In the Court books of Street Manor the record of Lywood Farm is divided into two portions. Both consist of one house, one barn and 100 acres of land in Ardingly. The earliest date is 1611 for them both. The first portion is then recorded as having been in the hands of Alexander Payne. His burial is entered in the Parish Registers as having taken place on February 23rd.1610-1, and he is described as “Alexander Paine of Liod”. His neighbour died the same month, and his burial is recorded on February 7th , 1610-1, as that of “John Wheeler, of Lied, Churchwarden”. On March 3rd, “John Adkins tennant of the said Alexander Paine” also was buried. The year 1610 was a year of the plague in Ardingly, nineteen burials being recorded between August 30th and October 8th. They were chiefly young persons who died. “On September 16th, 1610, John son of Nicholas Chatfield was baptized at Lindfield because the plague was then in Ardingleigh and at that time there were no praiers at the Church for two sundayes“. Par. Reg.
When the death of a tenant of the Manor took place an enquiry was held as to the next heir, as the tenancy, whether freehold or copyhold, went on to the right heirs according to the custom of the manor. Eventually Richard Allfrey, husband of Katherine, daughter of Alexander Paine, is put in possession. There is strong reason to believe that he came of the family who held the neighbouring land of Upper Lodge Farm. He died in 1661, but this portion of Lywood remained with his heirs till 1733, when it appears in the hands of the Crawfords. In 1794 the number of barns has increased to two. It is then in the hands of Gibbs Crawford, of Pax Hill, Lindfield, and in 1880 it was enfranchised by Mrs. Williams, daughter of Thos. Gibbs Crawford, and finally sold to the Stephenson Clarke family. This portion is now known as Lywood House.

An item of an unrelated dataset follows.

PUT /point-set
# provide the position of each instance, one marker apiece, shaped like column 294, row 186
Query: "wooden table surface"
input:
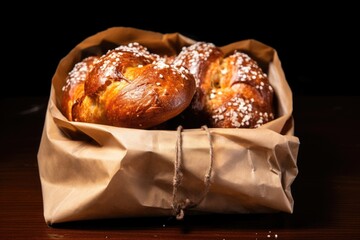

The other portion, which still retains its name of Lywood Farm, was held by John Wheeler at the time of his death in 1611. It probably had been in the family for some time previously and certainly remained in their hands till 1707, when it passed for a short time to Calvert Bristow, and from him to the Hamlen family, who owned much land in Ardingly in the 18th century. Their great tombs stand outside the N.E. corner of the Chancel and it is from a descendant of them that the Parish got the portion of Haire’s charity, which has never been sufficient to be of much use. In most or the records of this portion the name is spelt Lyhood – the Sussex way of dealing with a “w” being shown.
The Paynes and the Wheelers played a great part in the parish in the 16th and 17th centuries. Their names appear in the very earliest Registers, 1558, and the Paynes were at Lyod then. Nearly every farm in the parish has been held by a Payne at some time or other, and their names are numberless in the Registers. The Wheelers are not quite so numerous but their record goes back to 1558, and they have left their name in Wheeler’s Field.
In 1854 Laurence Smith held Lywood Farm. He has left behind him the sobriquet of “Tipsy”, but time has washed away his weakness, which was not uncommon in those days. In 1875 he alienated Lyhood to the late Mr. Stephenson Clarke.